Be sure to flash the template code we were just looking at to your Arduino. Once this is complete go to tools and select “check port”. This will tell you which port to look for in the next step. Then close the Arduino application. If you are using the web-editor, you must pause the create agent that was needed to run the connection through the browser. Once that has been done, you can open the serial control application.

This is a simple application that helps to manage the USB connections in P5. What you need to do is select the USB port with the arduino connected to it. This may be confusing if you have multiple things connected to your computer, but if not, then the list should be fairly short. On Windows devices the name will be something along the lines of COM3 or COM5. on Apple computers, it is a little longer and looks like /dev/tty.usbmodem1452401. Once you have found the correct port, select the “open” button in the serial control app. This will create a connection that will let P5 connect to the Arduino board and keep any other programs from interrupting the connection. Next, copy the port name exactly as it appears in the serial control app and head to the P5 sketch. You don’t need to worry about the other parts of the serial control app. The libraries we installed in P5 and Arduino are handling everything else we need in the background.
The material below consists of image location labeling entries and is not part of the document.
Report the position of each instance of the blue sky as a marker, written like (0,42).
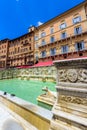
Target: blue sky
(17,15)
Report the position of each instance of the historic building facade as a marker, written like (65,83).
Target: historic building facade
(64,36)
(21,50)
(3,53)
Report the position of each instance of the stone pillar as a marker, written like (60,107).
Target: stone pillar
(70,109)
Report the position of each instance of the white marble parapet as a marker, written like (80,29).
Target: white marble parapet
(44,113)
(72,91)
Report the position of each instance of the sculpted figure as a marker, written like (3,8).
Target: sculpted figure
(62,75)
(83,76)
(49,93)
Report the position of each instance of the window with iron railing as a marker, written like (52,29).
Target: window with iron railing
(43,54)
(53,51)
(43,34)
(79,46)
(76,19)
(63,35)
(63,25)
(65,49)
(52,39)
(51,30)
(78,30)
(36,45)
(43,42)
(36,38)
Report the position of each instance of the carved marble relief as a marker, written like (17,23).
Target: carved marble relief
(75,100)
(73,75)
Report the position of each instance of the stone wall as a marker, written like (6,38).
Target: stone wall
(38,73)
(70,109)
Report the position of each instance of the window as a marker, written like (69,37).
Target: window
(79,46)
(63,35)
(64,49)
(36,38)
(76,19)
(43,53)
(36,56)
(63,25)
(36,45)
(51,30)
(52,51)
(43,34)
(52,39)
(77,30)
(43,42)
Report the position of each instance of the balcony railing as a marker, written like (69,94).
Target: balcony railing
(68,55)
(48,43)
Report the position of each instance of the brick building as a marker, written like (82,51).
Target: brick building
(64,36)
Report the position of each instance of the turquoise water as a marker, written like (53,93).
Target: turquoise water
(27,90)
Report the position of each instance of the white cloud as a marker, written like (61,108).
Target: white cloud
(39,23)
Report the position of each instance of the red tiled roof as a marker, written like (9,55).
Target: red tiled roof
(23,67)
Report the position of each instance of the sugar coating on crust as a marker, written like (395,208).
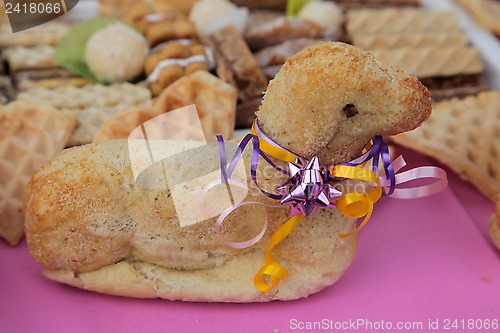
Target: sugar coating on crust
(315,85)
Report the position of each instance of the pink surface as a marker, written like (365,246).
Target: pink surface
(418,260)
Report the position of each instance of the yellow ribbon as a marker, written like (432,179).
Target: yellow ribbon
(354,205)
(272,150)
(272,268)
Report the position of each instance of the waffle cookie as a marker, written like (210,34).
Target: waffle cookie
(434,61)
(465,135)
(45,34)
(262,4)
(409,40)
(30,136)
(215,102)
(22,58)
(495,225)
(235,63)
(400,20)
(486,13)
(91,104)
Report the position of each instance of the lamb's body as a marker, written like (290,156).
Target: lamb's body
(90,226)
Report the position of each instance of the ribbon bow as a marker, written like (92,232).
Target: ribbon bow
(311,186)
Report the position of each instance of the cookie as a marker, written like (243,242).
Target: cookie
(90,104)
(409,40)
(279,30)
(26,58)
(434,61)
(31,135)
(215,102)
(464,135)
(400,20)
(235,63)
(121,125)
(173,60)
(486,13)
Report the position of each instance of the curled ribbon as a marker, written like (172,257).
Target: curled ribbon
(311,186)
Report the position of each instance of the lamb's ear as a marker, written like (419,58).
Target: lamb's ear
(332,98)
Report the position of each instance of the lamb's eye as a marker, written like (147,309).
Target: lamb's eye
(350,110)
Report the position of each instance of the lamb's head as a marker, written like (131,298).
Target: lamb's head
(330,99)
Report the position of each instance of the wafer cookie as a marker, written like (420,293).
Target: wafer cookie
(465,135)
(414,40)
(46,78)
(400,20)
(30,136)
(45,34)
(91,104)
(434,61)
(21,57)
(121,125)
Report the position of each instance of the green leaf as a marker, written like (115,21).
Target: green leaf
(70,52)
(293,7)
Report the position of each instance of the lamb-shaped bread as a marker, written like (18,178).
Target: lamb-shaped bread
(89,225)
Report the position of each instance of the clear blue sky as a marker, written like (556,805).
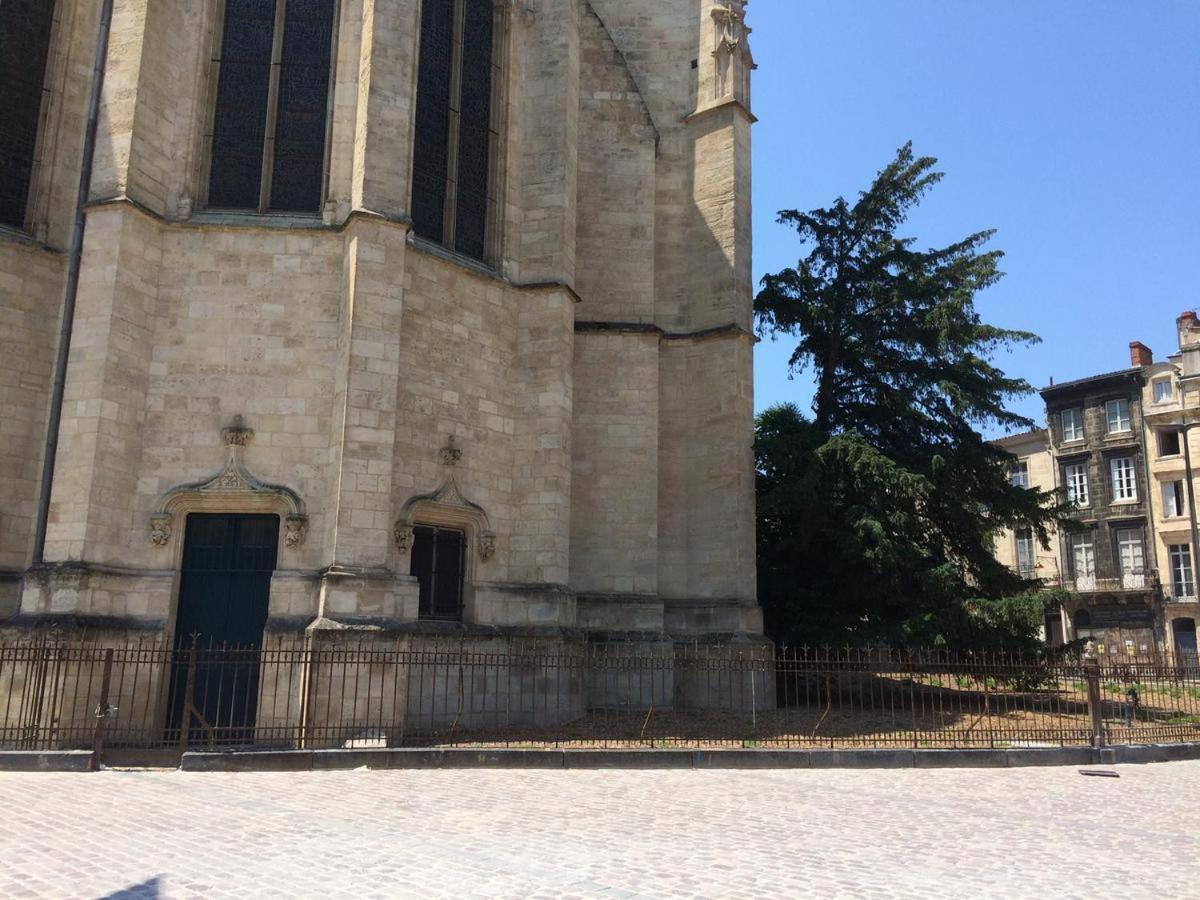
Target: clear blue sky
(1072,126)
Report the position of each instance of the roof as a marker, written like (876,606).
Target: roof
(1020,437)
(1121,373)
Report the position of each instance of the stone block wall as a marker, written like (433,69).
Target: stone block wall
(595,377)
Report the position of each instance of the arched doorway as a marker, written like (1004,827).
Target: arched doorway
(1185,634)
(223,599)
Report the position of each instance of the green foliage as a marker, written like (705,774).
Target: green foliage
(876,516)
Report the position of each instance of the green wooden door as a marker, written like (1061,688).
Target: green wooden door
(223,598)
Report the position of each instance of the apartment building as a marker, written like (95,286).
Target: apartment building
(1019,549)
(1120,445)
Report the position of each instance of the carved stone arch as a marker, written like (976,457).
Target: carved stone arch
(445,507)
(232,489)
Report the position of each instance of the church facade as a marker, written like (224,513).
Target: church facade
(393,317)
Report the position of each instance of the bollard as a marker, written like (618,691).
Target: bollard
(1092,678)
(102,712)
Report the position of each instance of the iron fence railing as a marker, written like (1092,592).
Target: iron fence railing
(294,695)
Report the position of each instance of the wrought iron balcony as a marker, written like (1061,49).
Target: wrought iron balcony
(1134,581)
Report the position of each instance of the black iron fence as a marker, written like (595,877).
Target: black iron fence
(294,695)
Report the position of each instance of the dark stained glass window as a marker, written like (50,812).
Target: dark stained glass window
(304,102)
(451,156)
(438,562)
(24,47)
(430,153)
(474,129)
(255,137)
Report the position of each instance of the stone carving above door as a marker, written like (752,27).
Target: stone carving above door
(232,490)
(445,507)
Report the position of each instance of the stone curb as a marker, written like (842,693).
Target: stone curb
(887,759)
(45,761)
(513,759)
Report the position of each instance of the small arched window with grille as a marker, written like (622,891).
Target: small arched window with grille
(456,132)
(24,48)
(270,117)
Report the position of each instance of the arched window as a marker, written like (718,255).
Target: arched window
(24,48)
(455,131)
(271,111)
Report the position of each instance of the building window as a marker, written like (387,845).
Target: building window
(456,135)
(1163,390)
(1131,552)
(1020,473)
(439,562)
(1168,443)
(1174,504)
(1084,625)
(1083,559)
(1075,478)
(1182,585)
(1116,415)
(1026,562)
(1125,480)
(1072,425)
(271,111)
(24,49)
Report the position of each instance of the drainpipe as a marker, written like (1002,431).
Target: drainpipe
(1185,435)
(69,304)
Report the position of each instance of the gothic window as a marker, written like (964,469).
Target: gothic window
(270,115)
(439,563)
(24,48)
(455,130)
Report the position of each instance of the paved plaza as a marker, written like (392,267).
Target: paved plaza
(604,833)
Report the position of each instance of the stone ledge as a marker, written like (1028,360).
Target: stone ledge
(45,761)
(669,759)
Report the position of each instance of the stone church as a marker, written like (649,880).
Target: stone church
(403,317)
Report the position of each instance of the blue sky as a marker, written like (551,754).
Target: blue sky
(1072,126)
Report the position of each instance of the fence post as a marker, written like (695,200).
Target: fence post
(1092,678)
(185,725)
(102,711)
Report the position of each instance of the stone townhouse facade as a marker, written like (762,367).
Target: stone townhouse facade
(1121,447)
(388,317)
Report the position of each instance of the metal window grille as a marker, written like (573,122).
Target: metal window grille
(144,702)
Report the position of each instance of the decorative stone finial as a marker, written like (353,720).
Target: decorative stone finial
(295,531)
(486,545)
(237,435)
(160,529)
(450,454)
(403,535)
(731,52)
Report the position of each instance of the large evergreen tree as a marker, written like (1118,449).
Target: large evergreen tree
(877,516)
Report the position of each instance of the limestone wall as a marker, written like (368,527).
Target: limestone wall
(595,375)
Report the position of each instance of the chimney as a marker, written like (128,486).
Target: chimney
(1188,329)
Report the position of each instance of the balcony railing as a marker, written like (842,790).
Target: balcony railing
(1126,581)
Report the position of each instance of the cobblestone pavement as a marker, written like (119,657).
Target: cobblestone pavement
(509,833)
In the starting template, find the line let portName = '/dev/tty.usbmodem1452401'; and replace the contents of the string with the new name you just copied. At this point, we have now completed everything needed for the codes to talk to each other.

Talking Codes

At this point, you should notice a few thing happening when you run the code. There will be several instances of “undefined” popping up on the screen, and possibly an erratic purple circle appearing and disappearing. This is OK. Try pressing on the pressure sensor. You should notice the number on the screen increase and decrease. Remember, the Arduino is measuring the changes in voltages, mapping them, and then transmitting the number along with a label to P5 via the serial port. P5 is simply routing the data based on that label to whatever we need it to do. Try changing the pressure sensor from A1 to A0 on the breadboard. You should now notice that instead of changing the numbers, the x-position of the circle changes as you adjust your pressure. Next, lets work on adding the final elements needed for everything included with this template.

Final Practice

While we have made the codes be able to talk to each other, there are a few things we will need to do in order for things to work out properly. Mainly, we need to set up the breadboard to have all of the elements Arduino and P5 are expecting. You can utilize the sketch as a starting point, or create your own sensor setup.

bbDiagram

Once this is set up you will notice the following code behavior:

P5 will display some values as text on the screen. These will respond to various sensors and buttons in real-time.
A purple circle will appear on the computer screen in P5. The size of the circle will change depending on a sensor value.
One LED will turn on and off when a button is pressed on the keyboard.
Another LED will change brightness when the mouse is clicked and dragged across the P5 canvas.

Once you have gotten this working, experiment with various other sensors and values you can transmit. The final project will be to combine everything into a single sketch that can communicate with an Arduino.